In 2002, the joint working group began conducting workshops with the regulated industry to learn of any problems they encountered with understanding and meeting the complex requirements of the standard. OSEL staff had a central role in these meetings, providing technical positions on a wide range of system safety issues. In 2003, the working group began developing the second edition of the standard with the intent of revising certain key requirements and adding informative annexes to explain the intent of the requirements. DESE’s representative both authored and co-authored three of the annexes on risk concepts applied to medical devices and was the central driving force for four major changes to the standard: 1) establish the basis for determining how safe is safe enough, i.e., risk acceptability; 2) establish manufacturers' responsibilities for both developing policy for determining acceptable risk and accepting overall system safety results; 3) require that all device hazardous situations be managed before overall system safety results can be accepted; and 4) prevent use of alternative methods for determining risk acceptability (a common problem in the device industry).

CDRH Standards Management Program

The Standards Management Program remains an integral part of the mission of both the Center and of the Agency.

The current status of the CDRH Standards program includes the following:

  • 771 recognized voluntary consensus standards;
  • 261 FDA staff served as liaison representatives; and
  • 535 standards committees involved FDA/CDRH participation revising or developing new medical device relevant standards. 

Fifteen of the designated CDRH liaison representatives hail from other Centers within the Agency including the Center for Biologics Evaluation and Research (CBER), Center for Drugs and Evaluation Research (CDER), and the Office of Regulatory Affairs (ORA).

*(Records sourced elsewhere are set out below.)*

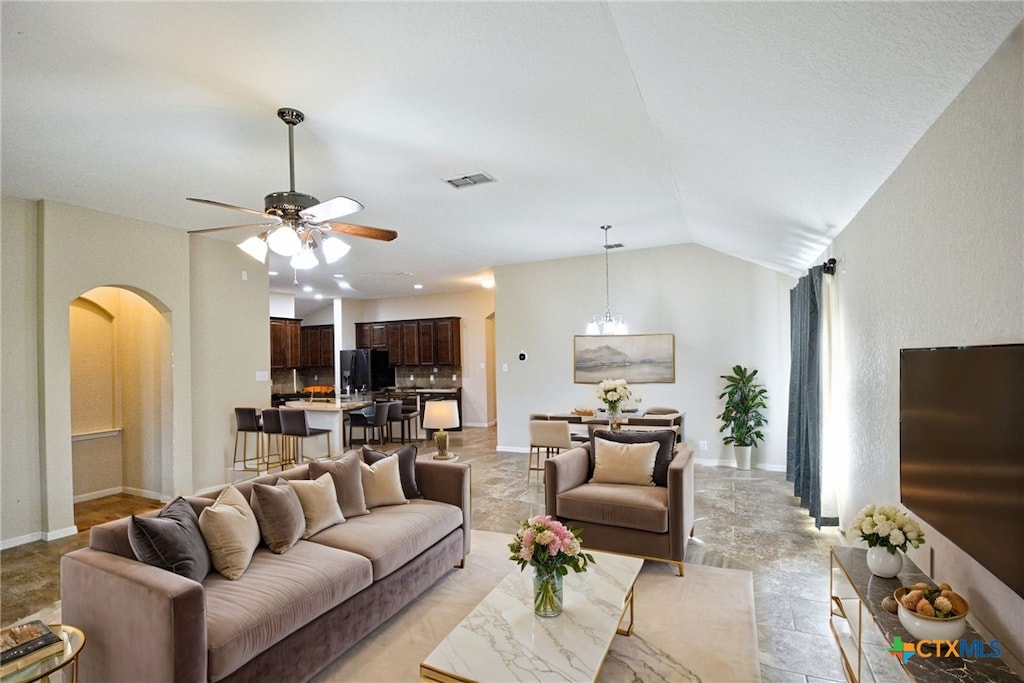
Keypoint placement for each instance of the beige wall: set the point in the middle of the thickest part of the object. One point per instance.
(722, 311)
(20, 506)
(936, 258)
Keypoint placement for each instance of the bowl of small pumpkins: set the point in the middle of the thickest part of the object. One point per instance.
(932, 612)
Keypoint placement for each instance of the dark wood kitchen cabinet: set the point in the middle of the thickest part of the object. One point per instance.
(448, 343)
(317, 346)
(286, 342)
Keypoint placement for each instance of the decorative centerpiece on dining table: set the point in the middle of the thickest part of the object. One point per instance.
(888, 530)
(612, 393)
(552, 549)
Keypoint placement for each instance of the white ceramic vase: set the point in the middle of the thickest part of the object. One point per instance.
(742, 456)
(883, 563)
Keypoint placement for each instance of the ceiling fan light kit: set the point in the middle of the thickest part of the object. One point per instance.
(298, 224)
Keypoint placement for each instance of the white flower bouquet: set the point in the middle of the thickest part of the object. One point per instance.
(887, 525)
(612, 393)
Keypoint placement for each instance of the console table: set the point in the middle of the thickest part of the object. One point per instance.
(864, 631)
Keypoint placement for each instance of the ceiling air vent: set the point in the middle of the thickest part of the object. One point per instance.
(469, 180)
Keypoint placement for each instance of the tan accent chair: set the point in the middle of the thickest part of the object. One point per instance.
(653, 522)
(552, 436)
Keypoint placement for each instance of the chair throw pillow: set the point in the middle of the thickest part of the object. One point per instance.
(347, 481)
(231, 532)
(624, 463)
(666, 439)
(320, 503)
(407, 466)
(171, 541)
(279, 513)
(382, 483)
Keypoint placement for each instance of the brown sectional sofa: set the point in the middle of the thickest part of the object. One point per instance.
(288, 615)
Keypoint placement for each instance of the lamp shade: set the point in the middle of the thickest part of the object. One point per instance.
(440, 415)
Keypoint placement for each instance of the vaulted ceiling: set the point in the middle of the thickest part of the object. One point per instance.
(758, 129)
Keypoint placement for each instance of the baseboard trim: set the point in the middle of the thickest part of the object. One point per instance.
(103, 493)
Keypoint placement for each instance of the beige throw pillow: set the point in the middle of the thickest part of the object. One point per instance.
(624, 463)
(347, 481)
(382, 483)
(279, 513)
(230, 531)
(320, 503)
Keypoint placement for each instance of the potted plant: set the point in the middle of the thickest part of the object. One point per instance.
(742, 417)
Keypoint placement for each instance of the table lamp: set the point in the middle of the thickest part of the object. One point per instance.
(438, 415)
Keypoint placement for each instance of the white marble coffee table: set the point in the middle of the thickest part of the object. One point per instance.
(503, 640)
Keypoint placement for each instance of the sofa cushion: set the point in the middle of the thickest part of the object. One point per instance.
(278, 595)
(347, 481)
(644, 508)
(171, 541)
(279, 513)
(407, 466)
(381, 483)
(320, 503)
(392, 536)
(666, 439)
(231, 532)
(624, 463)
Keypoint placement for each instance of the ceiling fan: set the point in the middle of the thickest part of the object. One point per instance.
(298, 225)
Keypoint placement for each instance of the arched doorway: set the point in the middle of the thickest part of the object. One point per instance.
(120, 395)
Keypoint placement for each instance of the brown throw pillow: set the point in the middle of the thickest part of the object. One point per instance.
(171, 541)
(347, 481)
(279, 513)
(666, 452)
(320, 503)
(230, 531)
(407, 466)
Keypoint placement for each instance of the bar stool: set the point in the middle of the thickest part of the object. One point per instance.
(247, 423)
(552, 435)
(271, 426)
(295, 426)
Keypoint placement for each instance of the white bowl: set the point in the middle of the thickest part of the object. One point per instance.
(930, 628)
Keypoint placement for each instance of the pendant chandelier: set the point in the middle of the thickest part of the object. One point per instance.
(607, 323)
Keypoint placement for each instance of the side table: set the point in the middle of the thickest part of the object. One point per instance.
(38, 671)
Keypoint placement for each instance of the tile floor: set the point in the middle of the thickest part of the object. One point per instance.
(745, 519)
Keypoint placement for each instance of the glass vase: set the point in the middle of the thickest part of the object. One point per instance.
(547, 592)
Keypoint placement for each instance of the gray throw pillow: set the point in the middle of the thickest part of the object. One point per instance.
(279, 512)
(171, 541)
(407, 466)
(347, 481)
(666, 451)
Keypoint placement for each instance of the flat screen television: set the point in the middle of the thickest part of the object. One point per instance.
(962, 450)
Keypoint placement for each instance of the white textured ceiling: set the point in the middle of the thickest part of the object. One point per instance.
(757, 129)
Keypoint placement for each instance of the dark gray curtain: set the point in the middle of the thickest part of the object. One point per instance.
(803, 457)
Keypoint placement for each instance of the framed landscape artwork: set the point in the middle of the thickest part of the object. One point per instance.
(636, 358)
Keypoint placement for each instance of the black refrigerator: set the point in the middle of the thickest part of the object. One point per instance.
(367, 370)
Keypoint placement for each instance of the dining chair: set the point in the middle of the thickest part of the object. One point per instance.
(294, 424)
(247, 422)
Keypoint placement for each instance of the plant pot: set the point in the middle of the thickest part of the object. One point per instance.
(742, 456)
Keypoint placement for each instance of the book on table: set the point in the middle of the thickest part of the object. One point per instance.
(26, 644)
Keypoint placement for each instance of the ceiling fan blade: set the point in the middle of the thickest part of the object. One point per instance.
(228, 206)
(235, 227)
(339, 207)
(363, 231)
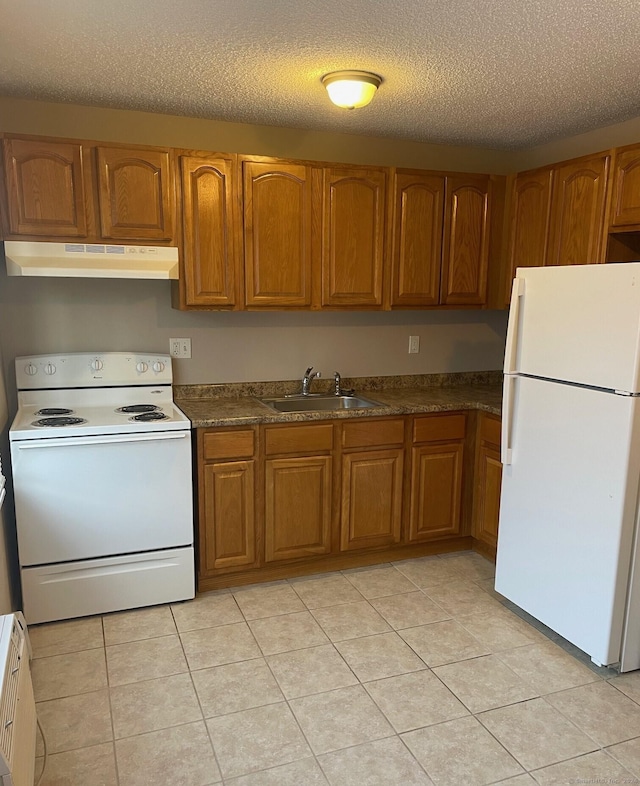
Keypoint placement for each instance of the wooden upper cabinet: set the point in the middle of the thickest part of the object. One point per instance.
(530, 219)
(277, 226)
(135, 194)
(45, 188)
(353, 236)
(625, 204)
(578, 212)
(417, 239)
(210, 246)
(465, 258)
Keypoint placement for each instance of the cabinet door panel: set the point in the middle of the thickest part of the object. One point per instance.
(135, 194)
(353, 237)
(227, 526)
(530, 218)
(297, 507)
(489, 481)
(209, 251)
(277, 225)
(436, 491)
(626, 189)
(417, 239)
(371, 499)
(466, 254)
(45, 188)
(578, 213)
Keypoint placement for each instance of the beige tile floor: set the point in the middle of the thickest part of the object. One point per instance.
(406, 674)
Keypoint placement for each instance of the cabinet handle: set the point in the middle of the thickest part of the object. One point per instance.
(509, 390)
(513, 328)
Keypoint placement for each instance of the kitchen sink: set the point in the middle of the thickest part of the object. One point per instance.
(317, 402)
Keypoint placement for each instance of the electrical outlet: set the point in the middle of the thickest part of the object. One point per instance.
(180, 347)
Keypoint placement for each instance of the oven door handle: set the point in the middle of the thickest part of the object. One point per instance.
(106, 440)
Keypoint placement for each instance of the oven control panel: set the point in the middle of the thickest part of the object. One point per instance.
(84, 369)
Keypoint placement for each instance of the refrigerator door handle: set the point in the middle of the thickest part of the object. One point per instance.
(511, 349)
(509, 386)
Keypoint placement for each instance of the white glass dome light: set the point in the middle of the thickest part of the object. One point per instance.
(351, 89)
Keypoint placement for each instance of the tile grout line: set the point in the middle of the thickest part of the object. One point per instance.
(197, 695)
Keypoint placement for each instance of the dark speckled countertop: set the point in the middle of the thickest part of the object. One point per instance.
(237, 404)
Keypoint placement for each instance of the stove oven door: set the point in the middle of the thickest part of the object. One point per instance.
(79, 498)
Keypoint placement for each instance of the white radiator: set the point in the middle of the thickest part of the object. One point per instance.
(17, 705)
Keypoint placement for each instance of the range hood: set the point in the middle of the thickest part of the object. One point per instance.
(91, 260)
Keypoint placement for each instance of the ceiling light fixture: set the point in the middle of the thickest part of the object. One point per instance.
(351, 89)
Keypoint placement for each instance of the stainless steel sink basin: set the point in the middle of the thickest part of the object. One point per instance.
(316, 402)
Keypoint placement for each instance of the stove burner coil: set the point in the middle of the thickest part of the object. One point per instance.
(57, 421)
(133, 408)
(145, 417)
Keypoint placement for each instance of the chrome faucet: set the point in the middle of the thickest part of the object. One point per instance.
(338, 390)
(307, 379)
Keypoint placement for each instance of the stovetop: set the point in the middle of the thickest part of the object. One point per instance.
(88, 402)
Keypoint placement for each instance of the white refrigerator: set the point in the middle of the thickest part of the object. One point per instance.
(568, 546)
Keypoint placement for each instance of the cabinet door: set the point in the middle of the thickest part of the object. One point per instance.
(417, 239)
(489, 481)
(297, 507)
(227, 520)
(353, 237)
(371, 499)
(45, 188)
(578, 212)
(135, 192)
(530, 218)
(466, 241)
(277, 226)
(210, 252)
(436, 491)
(625, 208)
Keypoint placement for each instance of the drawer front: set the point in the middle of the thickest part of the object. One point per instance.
(439, 428)
(228, 444)
(370, 433)
(490, 429)
(298, 439)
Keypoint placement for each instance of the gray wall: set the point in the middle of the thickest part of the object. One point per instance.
(72, 315)
(63, 315)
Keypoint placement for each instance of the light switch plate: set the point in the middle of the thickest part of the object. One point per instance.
(180, 347)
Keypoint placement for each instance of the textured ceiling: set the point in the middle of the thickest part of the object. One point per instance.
(507, 74)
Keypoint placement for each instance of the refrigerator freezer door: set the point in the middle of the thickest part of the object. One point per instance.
(568, 509)
(578, 323)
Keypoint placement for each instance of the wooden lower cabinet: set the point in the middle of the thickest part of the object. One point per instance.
(227, 500)
(372, 475)
(229, 513)
(371, 499)
(287, 499)
(437, 457)
(298, 491)
(488, 482)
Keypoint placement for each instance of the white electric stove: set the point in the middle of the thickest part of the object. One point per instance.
(102, 472)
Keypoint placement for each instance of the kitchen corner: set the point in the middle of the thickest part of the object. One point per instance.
(283, 494)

The CDRH Standards Program databases were used as templates for two Agency-wide databases. The first database is a Standards Activity Database which identifies all standards committees with FDA staff participation and the Agency liaison representatives to those committees. The database can be searched by Center, by committee work, or by the FDA representative name. This provides a greater accounting of the effort that goes into voluntary consensus standards for CDRH, the other Centers, and FDA. The second database is one that allows all FDA staff to have access to published consensus standards that have relevance to the mission. CDRH has consistently managed licenses to outside databases of published standards for internal CDRH use only. Once the Agency determined the value in having the same access, all FDA Centers came together to collaborate on the access and license fees for that access. Now anyone in FDA can view and download consensus standards relevant to their regulatory responsibilities. These are huge steps forward for the Agency and they help all of the Centers collaborate more effectively on the use of and participation in voluntary consensus standards.